For his next album, Zemus was looking to collaborate with other musicians and that's when a young singer and keyboard player called Mainza Chipenzi caught his attention. The two began collaborating and the first song they produced was "Juju Lover" in 1998. Work on Zemus' second album of the same name commenced but due to lack of resources, they were compelled to record in Zemus' living room and despite the low quality of the production, the title track received a lot of air play on local radio stations.
Due to the overwhelming response from the public, businessman Rodgers Sombe realized that the duo were onto something and sponsored their trip to South Africa to work on the album using better recording facilities. Unfortunately, their relationship with their benefactor soured as Sombe later decided to concentrate on his business and they returned to Zambia after eight months with a few copies of the album that could not satisfy the demand. Although they managed to find another sponsor, they never managed to fully produce and market the album.

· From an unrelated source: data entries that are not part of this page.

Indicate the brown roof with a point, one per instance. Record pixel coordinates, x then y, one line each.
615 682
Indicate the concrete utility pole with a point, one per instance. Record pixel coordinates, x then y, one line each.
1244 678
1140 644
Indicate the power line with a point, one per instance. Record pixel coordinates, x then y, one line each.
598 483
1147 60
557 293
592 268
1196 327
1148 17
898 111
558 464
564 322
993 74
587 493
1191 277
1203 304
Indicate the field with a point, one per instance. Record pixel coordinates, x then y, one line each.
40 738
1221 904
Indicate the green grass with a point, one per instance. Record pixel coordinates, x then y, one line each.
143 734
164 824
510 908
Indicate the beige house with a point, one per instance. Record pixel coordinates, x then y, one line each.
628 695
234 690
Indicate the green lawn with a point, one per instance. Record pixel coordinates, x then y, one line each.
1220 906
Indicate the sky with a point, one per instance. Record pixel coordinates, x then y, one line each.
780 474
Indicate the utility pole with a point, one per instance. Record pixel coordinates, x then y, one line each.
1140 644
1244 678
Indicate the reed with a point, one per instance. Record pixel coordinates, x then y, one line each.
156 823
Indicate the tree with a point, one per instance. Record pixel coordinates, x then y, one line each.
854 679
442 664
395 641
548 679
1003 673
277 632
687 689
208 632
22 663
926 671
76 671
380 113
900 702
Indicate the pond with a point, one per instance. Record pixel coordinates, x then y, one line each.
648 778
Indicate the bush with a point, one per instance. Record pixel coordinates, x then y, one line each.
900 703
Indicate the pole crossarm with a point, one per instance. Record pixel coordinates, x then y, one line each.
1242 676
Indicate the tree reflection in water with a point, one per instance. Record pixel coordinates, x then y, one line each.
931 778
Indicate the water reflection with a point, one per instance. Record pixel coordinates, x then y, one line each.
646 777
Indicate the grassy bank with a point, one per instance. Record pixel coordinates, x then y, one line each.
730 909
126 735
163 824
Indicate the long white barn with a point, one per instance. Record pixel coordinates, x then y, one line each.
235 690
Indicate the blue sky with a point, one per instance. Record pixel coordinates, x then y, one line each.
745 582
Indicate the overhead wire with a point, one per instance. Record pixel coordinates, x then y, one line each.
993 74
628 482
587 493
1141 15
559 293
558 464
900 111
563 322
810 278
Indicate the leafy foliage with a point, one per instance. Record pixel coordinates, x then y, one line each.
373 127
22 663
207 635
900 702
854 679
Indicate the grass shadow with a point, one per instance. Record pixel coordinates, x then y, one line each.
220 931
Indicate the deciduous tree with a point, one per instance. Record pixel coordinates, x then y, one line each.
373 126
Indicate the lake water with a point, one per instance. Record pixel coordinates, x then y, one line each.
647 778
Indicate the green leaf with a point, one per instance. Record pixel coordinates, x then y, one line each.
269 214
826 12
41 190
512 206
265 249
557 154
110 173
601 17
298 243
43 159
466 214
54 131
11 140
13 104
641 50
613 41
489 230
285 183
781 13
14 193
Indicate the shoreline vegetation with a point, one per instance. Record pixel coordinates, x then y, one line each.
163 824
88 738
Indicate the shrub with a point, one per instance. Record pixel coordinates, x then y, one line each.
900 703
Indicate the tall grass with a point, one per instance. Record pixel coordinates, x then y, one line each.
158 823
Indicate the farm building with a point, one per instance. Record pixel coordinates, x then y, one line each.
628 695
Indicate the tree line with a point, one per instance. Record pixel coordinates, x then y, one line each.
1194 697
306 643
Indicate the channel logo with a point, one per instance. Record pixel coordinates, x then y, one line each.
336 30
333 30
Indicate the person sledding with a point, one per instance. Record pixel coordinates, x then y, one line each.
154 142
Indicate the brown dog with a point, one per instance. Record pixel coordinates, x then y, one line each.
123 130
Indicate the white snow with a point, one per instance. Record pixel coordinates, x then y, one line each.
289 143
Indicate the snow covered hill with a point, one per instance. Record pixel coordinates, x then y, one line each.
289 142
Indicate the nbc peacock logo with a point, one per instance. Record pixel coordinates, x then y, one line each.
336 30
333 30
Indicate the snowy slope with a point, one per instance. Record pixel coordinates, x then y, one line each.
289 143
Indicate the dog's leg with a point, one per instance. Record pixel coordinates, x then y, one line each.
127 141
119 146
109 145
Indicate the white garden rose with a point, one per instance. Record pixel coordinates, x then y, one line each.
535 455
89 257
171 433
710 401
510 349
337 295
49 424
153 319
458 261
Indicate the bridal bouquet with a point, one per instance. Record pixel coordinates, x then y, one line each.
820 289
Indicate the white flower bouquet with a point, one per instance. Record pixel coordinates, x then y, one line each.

In 1999, Chisha Folotiya set up the Mondo Music label and he signed up Zemus as one of his first acts, and Mainza as in-house producer for the label. Chibaba was released on 24 December 1999 and was a critical and commercial success, topping the local music charts from the time of its release to April of the following year. The album featured Mainza's vocals on all the tracks had hits such as "Anyamataa," "Chibaba," "Fatness" and "Nkhala Olimba." Despite the impressive sales of the album, Zemus however shared with friends that the royalties that came his way were far less than he had expected.

==Death==
In 2000, Zemus was working on the follow-up album to Chibaba, when he began suffering poor health and after being ill for some time, died on 3 January 2001 in Lusaka. He was survived by wife Carol and two sons.

==Legacy==
Daddy Zemus was the first to rhyme in a local Zambian language. He not only inspired a lot of Zambian musicians to rap and sing in vernacular, but he also had an influence on songwriting. Mainza acknowledged Zemus’ contribution to his own music career and dedicated his debut album Mainza to him, saying “Everything I am now, I owe to him because he changed the way I looked at Zambian songwriting."